In principle, l can be any number, but it is usually an integer.

We use the Frobenius method to solve the equation in the region ${\displaystyle |x|\leq 1}$. We start by setting the parameter p in Frobenius method zero.

${\displaystyle y=\sum _{n=0}^{\infty }a_{n}x^{n}}$,
${\displaystyle y'=\sum _{n=0}^{\infty }na_{n}x^{n-1}}$,
${\displaystyle y''=\sum _{n=0}^{\infty }n(n-1)a_{n}x^{n-2}}$.

Substituting these terms into the original equation, one obtains

 ${\displaystyle 0=Ly\,}$ ${\displaystyle ={\big (}1-x^{2})y''-2xy'+l(l+1)y}$ ${\displaystyle =(1-x^{2})\sum _{n=0}^{\infty }n(n-1)a_{n}x^{n-2}-2x\sum _{n=0}^{\infty }na_{n}x^{n-1}+l(l+1)\sum _{n=0}^{\infty }a_{n}x^{n}}$ ${\displaystyle =\sum _{n=0}^{\infty }\left[-n(n-1)-2n+l(l+1)\right]a_{n}x^{n}+\sum _{n=0}^{\infty }n(n-1)a_{n}x^{n-2}}$ ${\displaystyle =\sum _{n=0}^{\infty }\left[l^{2}-n^{2}+l-n\right]a_{n}x^{n}+\sum _{n=-2}^{\infty }(n+2)(n+1)a_{n+2}x^{n}}$ ${\displaystyle =\sum _{n=0}^{\infty }\left[(l+n+1)(l-n)a_{n}+(n+2)(n+1)a_{n+2}\right]x^{n}}$.

Thus

${\displaystyle a_{2}=-{l(l+1) \over 2}a_{0}}$,

and in general,

${\displaystyle a_{n+2}=-{(l+n+1)(l-n) \over (n+2)(n+1)}a_{n}}$.

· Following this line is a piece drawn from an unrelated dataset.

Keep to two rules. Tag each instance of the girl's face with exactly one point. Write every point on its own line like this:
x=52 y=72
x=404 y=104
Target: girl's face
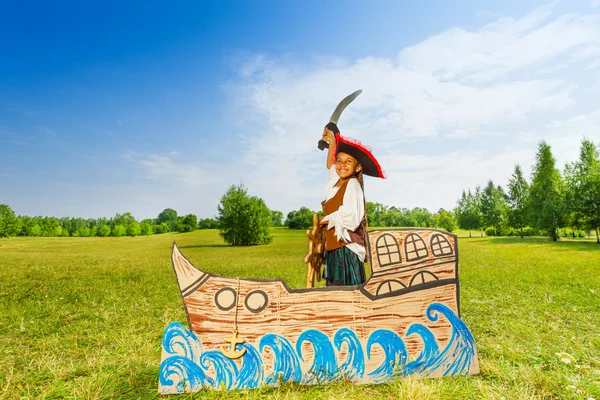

This series converges when

${\displaystyle \lim _{n\to \infty }\left|{a_{n+2}x^{n+2} \over a_{n}x^{n}}\right|<1}$.

Therefore the series solution has to be cut by choosing:

${\displaystyle n=-l{\mbox{ or }}n=-(l+1)\,}$.

The series cut in specific integers l and l+1 produce polynomials called Legendre polynomials.